En tant qu’« intermédiaire » entre les familles, l’assistante sociale de l’hôpital Hiba Sa’di reste en contact téléphonique régulier avec elles et effectue des visites à domicile. Ce suivi est renforcé par les consultations à l’Hôpital de l’Enfance Bethléem, où les familles reçoivent des pansements et des médicaments gratuits. Compte tenu du fait que le salaire minimum mensuel en Palestine est d’environ 390 francs, c’est une aide vitale pour les familles concernées.

Même si la maladie du papillon est incurable, la prise en charge de l’hôpital pédiatrique rend les ailes des enfants-papillons infiniment plus solides. Les soins médicaux, thérapeutiques et sociaux prodigués par l’hôpital pour enfants leur permettent de s’envoler vers la vie.

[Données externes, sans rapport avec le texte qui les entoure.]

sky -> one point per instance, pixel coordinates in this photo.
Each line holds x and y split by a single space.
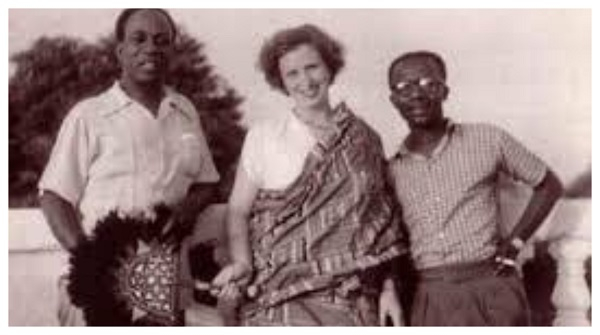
526 70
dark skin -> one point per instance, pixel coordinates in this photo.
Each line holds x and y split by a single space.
144 55
421 107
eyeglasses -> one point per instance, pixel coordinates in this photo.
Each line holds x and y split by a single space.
431 87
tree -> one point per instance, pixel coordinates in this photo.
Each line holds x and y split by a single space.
55 73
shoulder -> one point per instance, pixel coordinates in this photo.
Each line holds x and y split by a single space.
91 108
361 127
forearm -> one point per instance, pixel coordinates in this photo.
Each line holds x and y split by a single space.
239 243
542 201
62 219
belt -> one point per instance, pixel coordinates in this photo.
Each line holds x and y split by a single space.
458 272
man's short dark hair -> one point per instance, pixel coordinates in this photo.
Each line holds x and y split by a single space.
127 13
430 55
286 40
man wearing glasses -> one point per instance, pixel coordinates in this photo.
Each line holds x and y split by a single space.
445 176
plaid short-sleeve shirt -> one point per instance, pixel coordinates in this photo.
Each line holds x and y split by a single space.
449 199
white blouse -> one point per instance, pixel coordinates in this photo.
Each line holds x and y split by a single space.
275 150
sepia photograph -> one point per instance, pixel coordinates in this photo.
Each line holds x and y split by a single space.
299 167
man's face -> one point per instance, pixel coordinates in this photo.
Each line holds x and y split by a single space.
146 48
417 91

L’épidermolyse bulleuse est le nom scientifique de la « maladie du papillon » causée par une mutation génétique. Elle affecte la formation des protéines de la peau et endommage ainsi sa structure et son élasticité. Ces dégradations rendent la peau des malades extrêmement vulnérable. Cette symptomatologie est amplifiée par de nombreux autres symptômes associés graves, tels que des adhérences aux doigts et aux orteils ainsi que des cloques sur les muqueuses, qui rendent l’alimentation et la digestion difficiles. Malgré quelques succès thérapeutiques isolés, la médecine n’est toujours pas en mesure de guérir la maladie du papillon. Seuls les symptômes de cette maladie peuvent être traités.